The sapphire waters of the Ionian Sea welcome you to paradise. Kefalonia, Corfu, Zante, Lefkada, Ithaca, and Paxi. All of these holiday destinations are wonderful. The major islands of the Ionian lived for centuries under Venetian rule and it shows in their castles and churches. Carpeted with olive trees, pines and vineyards, they are fertile and green, a stunning setting for their award-winning white-sand beaches and peacock-blue waters. You’ll also find that the hospitable citizens have music in their souls. On land, you’ll want to explore the monasteries and mountain villages and seek out waterfalls, hiking trails and scenic routes by car or motorbike. Nature lovers can retire to the wetlands for birdwatching or the marine parks for glimpses of elusive monk seals and Loggerhead turtles. As for sailing or cruising, there’s no better place than the Ionian, where the winds are favourable the anchorages safe. Kite and windsurfers already regard the Ionian as THE prime location for their sports.

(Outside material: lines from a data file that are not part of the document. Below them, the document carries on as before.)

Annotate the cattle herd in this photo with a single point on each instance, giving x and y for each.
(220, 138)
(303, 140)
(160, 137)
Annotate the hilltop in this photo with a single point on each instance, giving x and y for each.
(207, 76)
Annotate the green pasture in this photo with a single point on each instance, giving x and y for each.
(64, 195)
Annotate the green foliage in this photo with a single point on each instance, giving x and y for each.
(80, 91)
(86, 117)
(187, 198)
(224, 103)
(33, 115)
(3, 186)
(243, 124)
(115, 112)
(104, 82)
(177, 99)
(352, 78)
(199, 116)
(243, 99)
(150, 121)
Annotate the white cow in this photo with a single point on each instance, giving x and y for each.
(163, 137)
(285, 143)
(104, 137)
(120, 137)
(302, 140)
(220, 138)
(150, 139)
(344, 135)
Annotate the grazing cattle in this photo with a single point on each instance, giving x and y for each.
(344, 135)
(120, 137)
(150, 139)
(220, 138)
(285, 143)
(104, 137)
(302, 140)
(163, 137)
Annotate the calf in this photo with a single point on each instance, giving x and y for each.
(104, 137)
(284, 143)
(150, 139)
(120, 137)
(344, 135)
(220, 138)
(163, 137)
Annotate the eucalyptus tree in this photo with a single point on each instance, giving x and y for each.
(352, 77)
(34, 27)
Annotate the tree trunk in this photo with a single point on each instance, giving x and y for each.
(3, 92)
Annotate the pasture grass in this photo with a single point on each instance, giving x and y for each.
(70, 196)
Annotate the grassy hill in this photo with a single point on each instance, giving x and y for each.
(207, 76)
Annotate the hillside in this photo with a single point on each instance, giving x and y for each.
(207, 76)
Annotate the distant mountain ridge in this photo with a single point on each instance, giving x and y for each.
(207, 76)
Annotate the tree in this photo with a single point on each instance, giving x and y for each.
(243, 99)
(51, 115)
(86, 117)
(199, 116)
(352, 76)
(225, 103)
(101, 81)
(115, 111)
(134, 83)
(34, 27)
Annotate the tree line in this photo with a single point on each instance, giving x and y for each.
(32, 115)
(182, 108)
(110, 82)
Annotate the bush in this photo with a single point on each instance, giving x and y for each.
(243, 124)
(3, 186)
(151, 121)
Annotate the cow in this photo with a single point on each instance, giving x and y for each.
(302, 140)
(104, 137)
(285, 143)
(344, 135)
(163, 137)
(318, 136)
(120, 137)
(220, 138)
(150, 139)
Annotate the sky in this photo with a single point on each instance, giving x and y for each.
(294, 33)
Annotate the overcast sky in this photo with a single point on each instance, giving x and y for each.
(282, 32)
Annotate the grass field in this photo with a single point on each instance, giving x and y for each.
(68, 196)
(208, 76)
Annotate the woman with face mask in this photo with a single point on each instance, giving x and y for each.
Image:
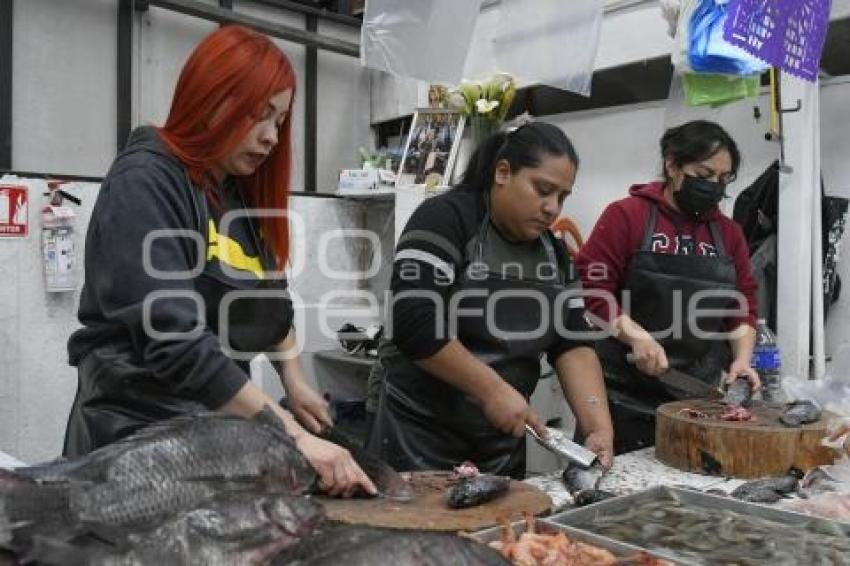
(655, 266)
(184, 263)
(481, 290)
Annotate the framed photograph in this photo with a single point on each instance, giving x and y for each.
(431, 148)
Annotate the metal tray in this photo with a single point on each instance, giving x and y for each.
(619, 505)
(620, 549)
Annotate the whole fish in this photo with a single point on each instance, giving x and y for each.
(583, 484)
(768, 490)
(168, 467)
(233, 528)
(739, 393)
(799, 413)
(469, 492)
(362, 546)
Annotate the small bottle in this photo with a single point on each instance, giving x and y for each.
(767, 362)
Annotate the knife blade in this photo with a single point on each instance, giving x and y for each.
(688, 384)
(684, 382)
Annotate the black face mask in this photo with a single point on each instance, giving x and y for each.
(698, 196)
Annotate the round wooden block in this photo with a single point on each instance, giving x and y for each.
(748, 449)
(429, 511)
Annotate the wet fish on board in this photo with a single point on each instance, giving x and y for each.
(583, 484)
(469, 492)
(799, 413)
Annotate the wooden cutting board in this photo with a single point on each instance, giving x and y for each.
(428, 509)
(748, 449)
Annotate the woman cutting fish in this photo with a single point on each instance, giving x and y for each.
(653, 260)
(481, 289)
(184, 280)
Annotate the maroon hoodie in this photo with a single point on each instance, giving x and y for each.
(604, 259)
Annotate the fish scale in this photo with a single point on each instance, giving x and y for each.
(164, 469)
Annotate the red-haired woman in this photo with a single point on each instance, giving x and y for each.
(183, 284)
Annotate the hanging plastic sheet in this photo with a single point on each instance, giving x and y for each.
(715, 90)
(709, 52)
(425, 39)
(550, 42)
(788, 34)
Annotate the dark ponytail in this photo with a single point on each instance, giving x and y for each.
(523, 147)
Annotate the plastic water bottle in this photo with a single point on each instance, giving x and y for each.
(767, 362)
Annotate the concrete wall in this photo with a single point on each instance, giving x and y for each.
(65, 77)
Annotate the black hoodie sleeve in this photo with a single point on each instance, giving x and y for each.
(161, 316)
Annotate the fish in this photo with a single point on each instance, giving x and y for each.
(736, 413)
(469, 492)
(768, 490)
(799, 413)
(168, 467)
(365, 546)
(739, 393)
(232, 528)
(583, 484)
(388, 482)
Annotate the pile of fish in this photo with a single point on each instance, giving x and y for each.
(706, 535)
(583, 484)
(223, 483)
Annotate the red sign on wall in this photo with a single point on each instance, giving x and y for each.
(14, 211)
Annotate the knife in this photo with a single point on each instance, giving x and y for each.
(684, 382)
(562, 446)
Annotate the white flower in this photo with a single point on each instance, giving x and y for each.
(457, 101)
(486, 106)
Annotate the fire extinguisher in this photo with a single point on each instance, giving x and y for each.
(57, 239)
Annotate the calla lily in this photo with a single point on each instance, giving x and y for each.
(486, 106)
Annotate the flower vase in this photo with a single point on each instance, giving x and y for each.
(482, 128)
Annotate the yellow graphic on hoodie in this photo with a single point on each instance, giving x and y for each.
(229, 251)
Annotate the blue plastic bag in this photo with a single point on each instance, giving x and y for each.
(709, 52)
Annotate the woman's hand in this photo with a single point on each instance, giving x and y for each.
(649, 356)
(509, 412)
(602, 443)
(339, 474)
(742, 368)
(311, 410)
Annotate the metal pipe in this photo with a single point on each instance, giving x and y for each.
(6, 83)
(295, 35)
(311, 110)
(124, 106)
(310, 11)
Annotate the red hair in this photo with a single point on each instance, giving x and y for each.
(222, 92)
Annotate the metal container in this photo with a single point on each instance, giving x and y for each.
(578, 517)
(620, 549)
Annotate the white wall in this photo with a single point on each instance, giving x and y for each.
(65, 77)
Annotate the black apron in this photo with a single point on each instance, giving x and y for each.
(652, 283)
(423, 423)
(117, 395)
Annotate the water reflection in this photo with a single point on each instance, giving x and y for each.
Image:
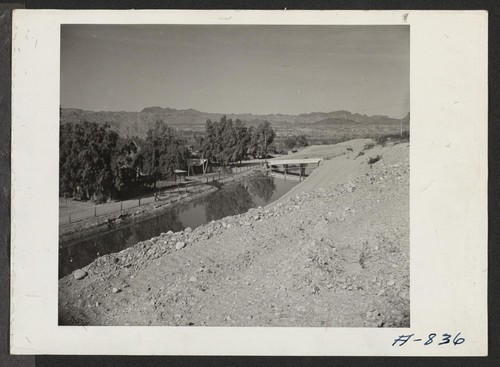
(231, 200)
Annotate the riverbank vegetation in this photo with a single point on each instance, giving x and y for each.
(97, 163)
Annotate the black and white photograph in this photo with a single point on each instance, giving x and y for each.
(234, 175)
(249, 183)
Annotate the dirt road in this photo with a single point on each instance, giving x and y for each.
(332, 252)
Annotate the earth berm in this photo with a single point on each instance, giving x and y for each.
(333, 252)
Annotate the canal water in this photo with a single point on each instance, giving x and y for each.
(233, 199)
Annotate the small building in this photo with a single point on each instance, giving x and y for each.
(181, 174)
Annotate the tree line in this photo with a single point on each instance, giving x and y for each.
(94, 161)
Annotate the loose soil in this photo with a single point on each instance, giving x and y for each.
(333, 252)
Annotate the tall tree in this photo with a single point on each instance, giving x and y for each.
(85, 156)
(164, 151)
(262, 139)
(225, 141)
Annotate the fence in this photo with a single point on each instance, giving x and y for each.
(185, 187)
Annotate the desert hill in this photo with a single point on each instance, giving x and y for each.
(137, 123)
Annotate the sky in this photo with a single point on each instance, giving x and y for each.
(255, 69)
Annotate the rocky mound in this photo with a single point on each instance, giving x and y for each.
(334, 256)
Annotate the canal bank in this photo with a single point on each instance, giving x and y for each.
(235, 197)
(336, 256)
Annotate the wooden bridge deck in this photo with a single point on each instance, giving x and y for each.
(297, 161)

Celebrated exotic beaches Award winners, the stunning beaches of Lefkada – Engremni, Porto Katsiki, Kathisma – and the Shipwreck beach on Zante are famous the world over. Voutoumi and Vrika on Antipaxi are beloved by boat owners, while Schinos on Ithaca is where the elite meet. Myrtos, on Kefalonia, appears on many posters, its white crescent lapped by milky blue waters and framed by towering cliffs. Then there’s Kaladi on Kythera, and of course Corfu’s much-photographed Paleokastritsa. The Ionian islands have countless other large and small beaches, with a full range of facilities and watersports.
Lands of myths and colourful traditions Mediaeval castles and monasteries, storied buildings and excellent museums – testaments to the rich culture and history of the Ionian islands. On Corfu, Homer’s kingdom of the Phaeacians, popular sights are the city’s Old and New Venetian Forts, the Achillion palace built by Sissy, empress of Austria, and Mon Repos. Outstanding museums include the Asian Art collection in the Palace of St Michael and St George, the Archaeology Museum, the Municipal Gallery and others. Also famous are the island’s marching bands in full regalia, their unusual Easter customs and the processions in honour of patron Saint Spyridon.
On Lefkada you will find one of the most impressive mediaeval buildings in Greece and the island’s most significant attraction, the sturdy 14th century castle of Santa Maura, which guards the entrance across the lagoon from the mainland. Throughout the main town, you’ll notice wonderful examples of 17th and 18th century Ionian baroque churches. Kefalonia too has impressive attractions, such as Venetian fortresses, Mycenaean tombs, Roman mosaics and baroque churches, while Argostoli’s Corgialenios Museum and Library are among the best in Greece. On Zante, the basilica and bell tower of Agios Dionysios remind one of Venice, and the monastery of Agios Georgios ton Gremnon above Shipwreck bay is beautifully preserved. Fans of Byzantine architecture will also want to venture to the Strofades islands, 37 nautical miles off Zante, to see the impressive 13th century monastery fortress there.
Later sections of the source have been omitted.